Déterminants anthropiques versus forçages climatiques au cours des derniers millénaires : impacts sur les écosystèmes et les processus biogéochimiques

P. Deschamps, B. Ngounou Ngatcha

Enjeux

Les modifications profondes (climatiques, AT1 ; de végétation, AT2 ; de cycles bio-géochimiques, AT3) qui affectent l’AC depuis la période instrumentale en relation avec le changement climatique global et une augmentation de la pression démographique et des impacts anthropiques s’inscrivent dans une variabilité à plus long terme de ces phénomènes. Le bloc forestier d’Afrique Centrale et de l’Ouest a ainsi connu plusieurs crises au cours de l’Holocène (c’est-à-dire les derniers ~11 500 ans) marquées par des phases d’expansion et de contraction. Ces transitions écologiques / environnementales ont le plus souvent été attribuées à des oscillations climatiques (Hoelzmann et al., 1998; Jolly et al., 1998; Maley and Brenac, 1998; Shanahan et al., 2015).

La dernière crise forestière qui a profondément marqué le cœur du bloc forestier est intervenue il y a environ 3 000 ans. Plusieurs enregistrements, en particulier polliniques, dont celui du lac Barombi Mbo situé au sud-ouest du Cameroun, montrent une fragmentation de la forêt tropicale humide mature et son remplacement par de la savane et une forêt secondaire (Maley and Brenac, 1998; Maley et al., 2017; Ngomanda et al., 2009; Vincens et al., 1999). A l’échelle régionale, cette crise est accompagnée par l’apparition d’espèces pionnières et de taxons liés aux activités humaines : le millet (Pennisetum glaucum), l’aïélé (Canarium Schweinfuthii) et peut être aussi bien le palmier à huile (Elaeis guineensis) (Neumann et al., 2012). Ces changements apparaissent lors d’une période encore mal connue entre le Néolithique et l’âge du Fer Ancien en Afrique Centrale. De nombreuses études archéologiques et linguistiques (Bostoen et al., 2015; Grollemund et al., 2015; Oslisly et al., 2013a) ou génomiques (Patin et al., 2017), suggèrent que la fragmentation du bloc forestier aurait permis l’arrivée de populations d’agriculteurs bantous, rapidement devenus des métallurgistes qui se seraient propagées depuis le sud-ouest Cameroun (région des Grassfields) jusqu’à l’ensemble de l’Afrique de l’Est et du Sud à partir de 4000 ans BP.

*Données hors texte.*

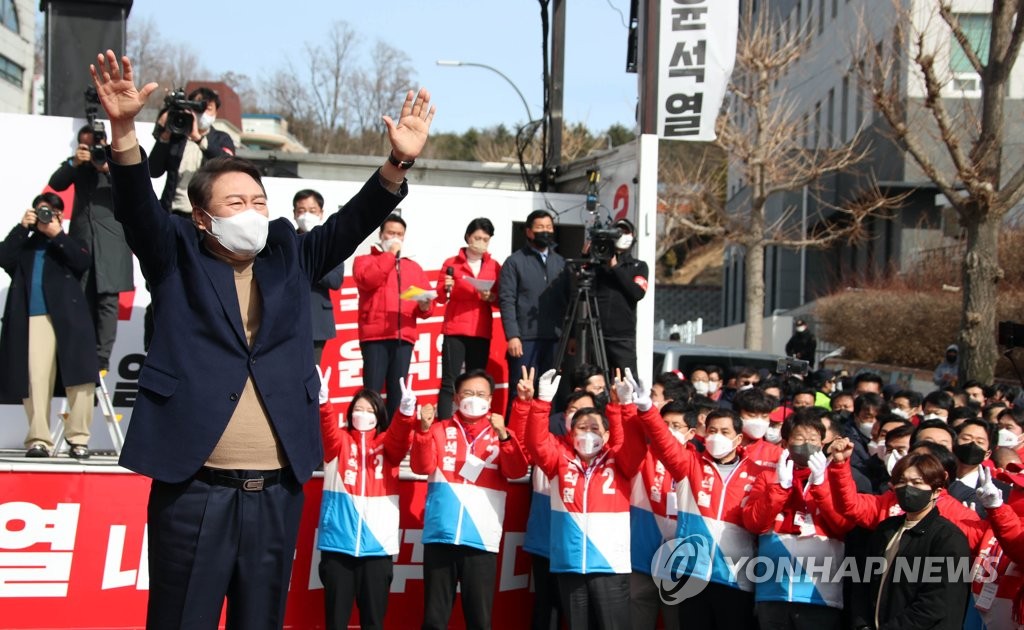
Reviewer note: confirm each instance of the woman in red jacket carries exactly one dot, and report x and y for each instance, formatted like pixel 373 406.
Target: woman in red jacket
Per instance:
pixel 470 301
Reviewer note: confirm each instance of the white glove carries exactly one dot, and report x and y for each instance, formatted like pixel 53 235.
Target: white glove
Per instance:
pixel 325 379
pixel 641 395
pixel 988 495
pixel 624 390
pixel 784 470
pixel 817 463
pixel 548 385
pixel 407 406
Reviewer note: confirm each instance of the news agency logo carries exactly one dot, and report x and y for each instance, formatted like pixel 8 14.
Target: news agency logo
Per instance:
pixel 674 564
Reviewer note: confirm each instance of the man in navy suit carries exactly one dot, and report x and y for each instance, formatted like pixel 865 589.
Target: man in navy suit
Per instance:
pixel 225 421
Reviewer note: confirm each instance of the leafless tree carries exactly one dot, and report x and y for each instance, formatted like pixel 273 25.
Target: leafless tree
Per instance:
pixel 969 134
pixel 766 143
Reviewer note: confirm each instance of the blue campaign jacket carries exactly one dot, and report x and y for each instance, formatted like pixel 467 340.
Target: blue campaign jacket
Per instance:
pixel 199 360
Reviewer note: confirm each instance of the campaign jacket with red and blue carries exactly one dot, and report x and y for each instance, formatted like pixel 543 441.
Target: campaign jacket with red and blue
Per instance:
pixel 359 505
pixel 464 508
pixel 590 502
pixel 793 525
pixel 710 533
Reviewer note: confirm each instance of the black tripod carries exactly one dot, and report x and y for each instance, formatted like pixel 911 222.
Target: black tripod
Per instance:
pixel 583 313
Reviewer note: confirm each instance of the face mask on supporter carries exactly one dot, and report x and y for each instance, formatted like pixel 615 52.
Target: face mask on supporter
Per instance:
pixel 474 407
pixel 891 460
pixel 307 221
pixel 243 234
pixel 206 121
pixel 1008 438
pixel 719 446
pixel 969 453
pixel 588 444
pixel 800 454
pixel 912 499
pixel 755 428
pixel 364 420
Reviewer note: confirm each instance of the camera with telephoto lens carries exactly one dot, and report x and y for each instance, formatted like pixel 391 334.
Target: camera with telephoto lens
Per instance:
pixel 44 214
pixel 181 112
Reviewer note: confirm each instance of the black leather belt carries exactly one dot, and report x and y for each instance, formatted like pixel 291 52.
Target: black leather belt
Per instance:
pixel 249 480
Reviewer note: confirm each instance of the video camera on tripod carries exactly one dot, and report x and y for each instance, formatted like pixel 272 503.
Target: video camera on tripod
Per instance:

Un consensus s’est largement développé pour attribuer l’origine de cette crise forestière à une modification du régime de mousson marquée par une baisse des précipitations et une plus forte saisonnalité (Bostoen et al., 2015; Maley and Brenac, 1998; Maley et al., 2017; Neumann et al., 2012; Ngomanda et al., 2009; Oslisly et al., 2013a; Vincens et al., 1999). S’appuyant sur les données polliniques de la séquence lacustre du Barombi Mbo, Lebamba et al. (2009) estiment une diminution des précipitations annuelles de l’ordre de 50% durant la crise. Reprenant une hypothèse ancienne (Richards, 1986), Bayon et al. (2012) ont récemment remis en cause cette vision largement partagée en proposant que la crise forestière ne serait non pas d’origine climatique mais anthropique et liée à la migration de populations d’agriculteurs bantous au sein du bloc forestier. En s’appuyant sur une séquence marine prélevée près de l’embouchure du fleuve Congo, ces auteurs montrent un changement profond des processus érosifs et d’altération chimique sur l’ensemble du bassin du Congo, concomitant avec l’expansion bantoue dans la région. L’utilisation de nouvelles pratiques agriculturales associées avec le développement de la métallurgie du fer aurait entrainé une déforestation importante du massif forestier. Bien que cette interprétation reste largement controversée tant par la communauté des paléoclimatologues (Maley et al., 2012) que celles des archéologues (Neumann et al., 2012), cette étude documente l’impact des changements climatiques et des activités anthropiques sur la dynamique érosive ainsi que la réponse de la zone critique à ces forçages externes.